Puttering into the living room, lost in his own thoughts, Bradin didn't even notice the couple staring across the kitchen at him until Johnny spoke. "Get over here and sit down, Bradin."

The authoritative tone threw the teen. Well, that and the authoritative figures. He had thought he had at least an hour before anyone else would be up. He was far from mentally prepared for the confrontation he knew awaited him. Stopping in his tracks, the teen was momentarily dumbstruck as he stared at the pair.

"Sit down, Bradin." Ava reiterated the directive.

Snapping back to reality, the teen cautiously crossed the room to take the seat Johnny pointed at. He wanted the other one. It was much further away from the inauspicious pair.

"I want to know exactly what you were doing last night." Ava demanded.

Johnny was quick to add his voice to emphasize the 'request'. "And don't even think about lying to us."

"I went down to the beech and surfed for a while." Bradin started cautiously.

Johnny immediately filled his momentary pause. "Then?"

"Then I watched a softball game." The teen continued.

Ava was immediately suspicious. "You just stood around and watched?"

"Well," Bradin continued hesitantly, driven to tell the truth by the intensity of the eyes boring into him. "I talked to a couple of people."

"And had a couple of drinks." Johnny added for him.

"Yeah, I had a couple of drinks." Bradin replied shortly. "What of it?"

"'What of it'?" Ava repeated hotly. "You're 16, Bradin. That's 'what of it.'"

"You think you can just take off, not tell anyone where you're going, go for a surf, hang on the beach and drink? You can't be so stupid to actually think we wouldn't have something to say about that." Johnny added hotly.

"Why not?" Bradin shot back with just as much fire. Indignation had taken the place of his former trepidation. "Who are you to tell me what to do?"

Ava's calm, quiet voice silenced him. "I told you, Bradin. You are never to drink as long as you live here."

The teen stared at her silently, forgetting his anger at the man to her left. She was talking about it. The looming threat that had haunted his sleep the entire night before. She had been more than clear the last time he came in drunk: he drinks again, he's out. He had been praying it was an idle threat.

"I warned you, Bradin. And you did it anyway." She told him pointedly.

The boy looked back at her pleadingly. "I'm sorry, Aunt Ava."

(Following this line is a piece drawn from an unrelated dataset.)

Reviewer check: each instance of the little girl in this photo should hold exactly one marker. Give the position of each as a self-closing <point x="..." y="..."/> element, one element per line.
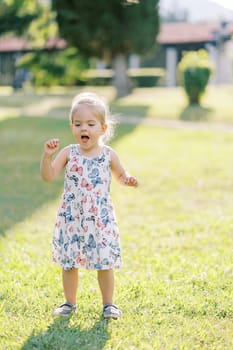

"Sorry isn't going to work this time, Bradin." She told him flatly, amazed at her own ability to manage the conversation so well. "I told you that you could never drink and you did anyway. I can't simply let that go."

"Aunt Ava." He began to plead.

She wasn't interested in hearing it, though. "Three weeks."

"What?" The teen questioned, dumbfounded.

Ava wasn't budging from the point, though. Bradin needed to know she was serious. "You will take these next three weeks and think about this, Bradin. You need to take a serious look at where you're at and figure out where you want to go from here. Who do you want to be? What do you want to do? This isn't you, Bradin. Drinking. Taking off. This isn't the person my sister raised."

"But." He didn't have the slightest clue what to say to her.

"Three weeks, Bradin." Ava told him flatly. "You knew there would be consequences and you took off and drank anyway. Now you have to live with those consequences."

"What happens then?" The teen asked hesitantly, not really wanting to think about what would happen after his grace period was over.

Ava and Johnny exchanged a questioning glance, unsure exactly what he meant. Johnny finally stepped in. "You'll stay in this house for the next three weeks. And, Bradin, I seriously suggestion you use the time to figure out what kind of man you want to be. But after that, it'll be a clean slate. For all of us."

"A clean slate?" Bradin repeated, amazed that Johnny would use that analogy for kicking him out.

Ava nodded soundly. "You made a mistake, Bradin, and you're going to have to face the consequences. But we're still you're family. You take these three weeks, tow the line and we move past this."

"We?" Bradin repeated, dumbfounded.

Johnny looked at him squarely. "We, Bradin. No matter what stupid thing you do, we're gonna be here. We're gonna come down on you, man. But we're still gonna be here."

Now the teen was really confused. They were kicking him out, but were still going to look out for him? He was definitely not getting their logic. "Right."

"Right." Johnny repeated, suddenly unsure of where the conversation was going.

Ava shared in the uneasiness. Something was definitely off in this conversation. She had a ways to go to perfect these 'parenting talks'. "Go up to your room until breakfast, Bradin."

"Yes, ma'am." He replied dutifully, rising slowly. He wasn't sure exactly where they were coming from, but he definitely wasn't going to push his luck. He needed these next three weeks to figure out what he was going to do. He wasn't going to risk Ava making him leave any sooner.